Missing Data

Prof. Sam Berchuck

Feb 25, 2025

Review of last lecture

Last, we learned about classification for binary and multiclass problems.

Missing data in research

In any real-world dataset, missing values are nearly always going to be present.
- Missing data can be totally innocuous or a source of bias.
Cannot determine which because there are no values to inspect.
Handling missing data is extremely difficult!

Example

Suppose an individual’s depression scores are missing in dataset of patients with colon cancer.
It could be missing because:
- A data entry error where some values did not make it into the dataset.
- The patient is a man, and men are less likely to complete the depression score in general (i.e., it is not related to the unobserved depression).
- The patient has depression and as a result did not complete the depression survey.

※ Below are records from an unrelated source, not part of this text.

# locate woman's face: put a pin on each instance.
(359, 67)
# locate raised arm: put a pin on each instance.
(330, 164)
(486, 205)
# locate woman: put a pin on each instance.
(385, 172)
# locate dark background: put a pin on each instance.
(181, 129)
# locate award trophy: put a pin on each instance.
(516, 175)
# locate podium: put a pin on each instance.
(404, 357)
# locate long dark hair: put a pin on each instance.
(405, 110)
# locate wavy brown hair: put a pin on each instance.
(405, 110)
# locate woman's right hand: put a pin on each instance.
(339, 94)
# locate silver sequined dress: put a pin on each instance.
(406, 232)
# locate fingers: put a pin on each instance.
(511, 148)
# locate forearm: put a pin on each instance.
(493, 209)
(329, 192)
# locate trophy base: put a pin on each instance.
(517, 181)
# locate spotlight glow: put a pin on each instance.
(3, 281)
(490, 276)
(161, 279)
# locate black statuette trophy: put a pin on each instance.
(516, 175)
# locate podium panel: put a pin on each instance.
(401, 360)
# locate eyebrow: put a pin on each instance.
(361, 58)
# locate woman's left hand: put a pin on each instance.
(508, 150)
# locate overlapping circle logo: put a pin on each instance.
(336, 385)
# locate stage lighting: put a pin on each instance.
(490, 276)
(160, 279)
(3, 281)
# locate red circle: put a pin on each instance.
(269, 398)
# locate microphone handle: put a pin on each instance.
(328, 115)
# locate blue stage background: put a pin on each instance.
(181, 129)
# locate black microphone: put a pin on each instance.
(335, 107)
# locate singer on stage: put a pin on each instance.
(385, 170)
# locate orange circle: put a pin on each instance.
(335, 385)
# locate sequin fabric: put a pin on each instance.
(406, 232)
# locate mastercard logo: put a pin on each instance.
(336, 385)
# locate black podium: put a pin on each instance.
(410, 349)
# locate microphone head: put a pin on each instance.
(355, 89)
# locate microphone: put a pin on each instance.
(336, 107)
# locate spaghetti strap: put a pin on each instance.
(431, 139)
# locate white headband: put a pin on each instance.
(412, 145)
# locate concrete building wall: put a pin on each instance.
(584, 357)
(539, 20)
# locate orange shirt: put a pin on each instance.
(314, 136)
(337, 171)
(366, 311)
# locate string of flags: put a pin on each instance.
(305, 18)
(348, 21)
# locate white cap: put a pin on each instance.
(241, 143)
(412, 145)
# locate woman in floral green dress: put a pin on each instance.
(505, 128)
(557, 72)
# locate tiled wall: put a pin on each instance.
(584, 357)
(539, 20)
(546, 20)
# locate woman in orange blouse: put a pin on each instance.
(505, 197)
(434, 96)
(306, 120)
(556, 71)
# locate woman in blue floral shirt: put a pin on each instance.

Classifactions of missing data

Missing completely at random (MCAR)
- This is the ideal case but rarely seen in practice. Usually a data entry problem.
Missing at random (MAR)
- The missing value is related to some other variable that has been collected.
Missing not at random (MNAR)
- The missing value is related to a variable that was not collected or not observed.

Missing data

Missing data can appear in the outcome and/or predictors.
Today, we will write down some math for missing data occuring in the outcome space, however this is generalizable to missingness in the predictor space.

Missing data framework

We are interested in modeling a random variable \(Y_{i}\), for \(i \in \{1,\ldots,n\}\).
In a missing data setting, we only observe the outcome in subset of observations, \(\mathbf{Y}_{obs} = \{Y_{i}:i \in \mathcal N_{obs}\}\).
- \(\mathcal N_{obs}\) is the set of indeces in the observed set, such that \(|\mathcal N_{obs}|= n_{obs}\) is the number of observed data points.
The remaining observations are assumed to be missing and are contained in \(\mathbf{Y}_{mis} = \{Y_{i}:i \in \mathcal N_{mis}\}\).
- \(\mathcal N_{mis}\) is the set of indeces of the missing data and \(|\mathcal N_{mis}|= n_{mis}\) is the number of missing data points.
The full set of data is given by \(\mathbf{Y}=(\mathbf{Y}_{obs},\mathbf{Y}_{mis})\).

Missing data notation

Define \(O_{i}\) as a binary indicator of observation \(Y_{i}\) being present, where \(O_{i} = 1\) indicates that \(Y_{i}\) was observed.
The collection of missingness indicators is given by \(\mathbf{O} = \{O_{i}:i = 1,\ldots,n\}\).
Our observed data then consists of \((\mathbf{Y}_{obs}, \mathbf{O})\).

Complete data likelihood

The joint distribution of \((\mathbf{Y}, \mathbf{O})\) can be written as,

\[f(\mathbf{Y}, \mathbf{O} | \mathbf{X}, \boldsymbol{\theta},\boldsymbol{\phi}) = \underbrace{f(\mathbf{Y} | \mathbf{X}, \boldsymbol{\theta})}_{\text{likelihood}} \times \underbrace{f(\mathbf{O} | \mathbf{Y}, \mathbf{X}, \boldsymbol{\phi})}_{\text{missing model}}.\]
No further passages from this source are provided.